Филократ кивнул, соглашаясь быть последовательным.
– Допустим, я беру в руки кратер… – Мидас отпил еще глоток, – и он становится золотым… Впрочем… – царь повертел в руке кратер, – он и так золотой, но дело не в этом. Вопрос: превратится ли в золото вино в чаше? Это главный вопрос. Допустим, превратится. Следовательно, в золото превращается не только то, до чего я дотрагиваюсь, но и то, чего касается то, до чего я дотрагиваюсь. Если я беру плод со стола, то в миг прикосновения к плоду не только он, но и стол должен стать золотым. Но, если рассуждать здраво, и пол, на котором стоит золотой стол, и дом, в котором находится пол, должны превратиться в золото. А на чем стоит дом? Упростим наши рассуждения: я выхожу во двор и опускаю руки в реку, в море, касаюсь земли. И что же? Море, река, земля, вся земля, превращаются в золото? Почему же они до сих пор не превратились?
«Вода, – подумал Филократ и вздрогнул, – впрочем, об этом он не может знать. Это будет описано через три тысячи лет, и это тоже будет вымысел».
– Итак, – потер руки Мидас, – мы доказали абсурдность первой посылки. Предположим, в золото превращается только то, к чему прикасаюсь я сам, но не то, чего касается то, чего касаюсь я.
Филократ поморщился, громоздкая конструкция была неприятна для слуха.
– Тогда достаточно проявить осторожность, и все проблемы решены. Можно есть ножом, носить двойные перчатки – первый слой, сплетенный из тонкой золотой проволоки, второй – тканевый. Кстати, а во что превратится золото, если я прикоснусь к нему?
– Вот этого вы не должны были говорить! – сказал Филократ, поднимаясь с ложа.
– Вы оскорблены? – поднял бровь Мидас. – Я так и знал, вы из этой вонючей своры Хранителей. Ну и что теперь?
– Теперь все, к чему ты прикоснешься, обратится в железо!
Филократ сбросил плащ, развернул крылья и взлетел. Сделал круг над дворцом и, провожаемый криками восхищения, исчез в небе.
Мидас сидел неподвижно и смотрел на море. Затем он отпил из кратера и внимательно посмотрел на сосуд. Золото оставалось золотом.
– Глупец, – пробормотал он, – не знаю, из какого ты времени, но сущий глупец.
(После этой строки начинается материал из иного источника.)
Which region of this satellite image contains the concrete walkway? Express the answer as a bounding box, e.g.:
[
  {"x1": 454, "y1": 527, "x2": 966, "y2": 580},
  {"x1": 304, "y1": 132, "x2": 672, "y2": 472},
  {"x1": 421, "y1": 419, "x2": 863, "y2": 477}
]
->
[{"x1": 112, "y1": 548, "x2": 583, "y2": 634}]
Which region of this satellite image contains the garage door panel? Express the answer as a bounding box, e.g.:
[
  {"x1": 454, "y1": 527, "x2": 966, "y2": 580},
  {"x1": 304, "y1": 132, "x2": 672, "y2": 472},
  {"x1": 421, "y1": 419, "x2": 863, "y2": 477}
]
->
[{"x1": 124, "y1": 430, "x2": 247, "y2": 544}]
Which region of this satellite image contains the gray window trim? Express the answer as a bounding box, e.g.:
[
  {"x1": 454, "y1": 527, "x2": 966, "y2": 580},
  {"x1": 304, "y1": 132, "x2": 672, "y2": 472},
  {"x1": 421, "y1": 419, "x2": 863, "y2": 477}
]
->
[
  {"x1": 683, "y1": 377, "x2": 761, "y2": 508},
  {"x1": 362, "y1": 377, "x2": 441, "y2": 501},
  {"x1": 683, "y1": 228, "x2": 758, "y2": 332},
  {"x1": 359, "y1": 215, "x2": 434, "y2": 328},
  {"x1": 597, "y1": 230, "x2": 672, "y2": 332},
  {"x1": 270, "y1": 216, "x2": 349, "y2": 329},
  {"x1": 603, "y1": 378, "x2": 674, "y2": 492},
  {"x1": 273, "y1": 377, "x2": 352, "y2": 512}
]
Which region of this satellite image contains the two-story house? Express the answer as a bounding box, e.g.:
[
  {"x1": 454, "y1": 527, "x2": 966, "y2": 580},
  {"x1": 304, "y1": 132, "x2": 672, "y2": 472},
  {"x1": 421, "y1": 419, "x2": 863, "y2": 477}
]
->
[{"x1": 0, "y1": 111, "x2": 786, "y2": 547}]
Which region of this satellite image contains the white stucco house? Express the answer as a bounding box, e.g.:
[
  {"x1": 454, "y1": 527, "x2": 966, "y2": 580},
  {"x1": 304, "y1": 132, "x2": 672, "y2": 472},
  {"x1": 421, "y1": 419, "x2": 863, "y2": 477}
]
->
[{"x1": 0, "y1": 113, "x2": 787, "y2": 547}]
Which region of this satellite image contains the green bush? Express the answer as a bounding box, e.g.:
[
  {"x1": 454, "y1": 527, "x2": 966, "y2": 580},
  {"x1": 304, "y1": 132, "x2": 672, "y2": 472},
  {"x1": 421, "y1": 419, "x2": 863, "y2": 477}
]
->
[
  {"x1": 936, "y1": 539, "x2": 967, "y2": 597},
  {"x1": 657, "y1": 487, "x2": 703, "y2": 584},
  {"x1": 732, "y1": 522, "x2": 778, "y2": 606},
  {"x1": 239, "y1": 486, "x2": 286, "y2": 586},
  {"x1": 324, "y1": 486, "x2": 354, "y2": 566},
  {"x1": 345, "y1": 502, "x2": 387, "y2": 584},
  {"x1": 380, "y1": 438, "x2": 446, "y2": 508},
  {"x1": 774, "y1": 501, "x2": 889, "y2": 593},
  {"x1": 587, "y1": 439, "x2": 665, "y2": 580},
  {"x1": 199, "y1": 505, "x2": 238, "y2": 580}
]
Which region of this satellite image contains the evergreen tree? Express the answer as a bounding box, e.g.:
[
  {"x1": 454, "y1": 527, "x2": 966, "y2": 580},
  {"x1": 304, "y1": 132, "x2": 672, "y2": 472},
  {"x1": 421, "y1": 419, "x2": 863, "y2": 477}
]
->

Кто не знает, что железо – это не медь и не бронза, железо много полезней золота, ибо у кого много железа, у того много отличных мечей и копий, а значит, и золото никуда не денется. И к тому же, – добавил он, шевеля пальцами в тонкой перчатке телесного цвета, – оно значительно легче золота.
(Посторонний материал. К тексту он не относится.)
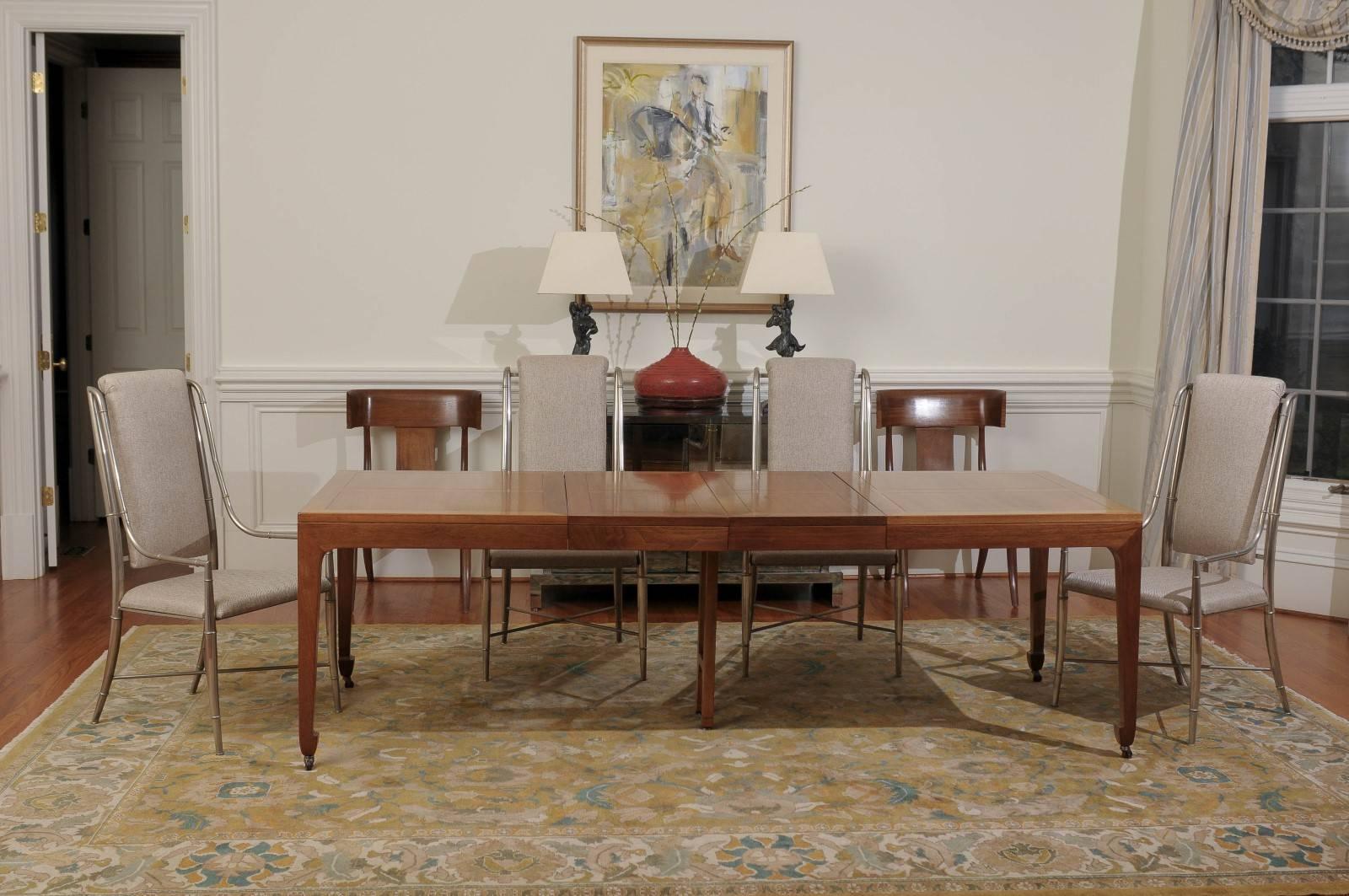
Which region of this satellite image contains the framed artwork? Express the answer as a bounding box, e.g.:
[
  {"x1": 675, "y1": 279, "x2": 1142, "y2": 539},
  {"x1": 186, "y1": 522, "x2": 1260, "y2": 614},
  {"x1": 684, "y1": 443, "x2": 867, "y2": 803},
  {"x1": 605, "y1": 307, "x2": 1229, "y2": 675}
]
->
[{"x1": 575, "y1": 38, "x2": 792, "y2": 313}]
Теперь перчатка была железной.
Примечания
1
Эта повесть должна была выйти в свет в 37-м выпуске сборника «НФ» («Научная фантастика») издательства «Знание» в 1993 году. Однако известные события тех лет остановили выпуск сборников. У меня сохранилась лишь верстка сокращенного варианта, который и предлагается вниманию читателей. Был соблазн переписать, «осовременить» текст, написанный в 1985 году, но мне кажется, что это будет не очень правильно, поскольку может исчезнуть дух времени, а вернее, безвременья, в которое мы были погружены. Исчезнет предчувствие неминуемых перемен, странных и непонятных событий, которые прошлись по судьбам моих современников. Читателю судить, верным ли было это решение. – Э. Г.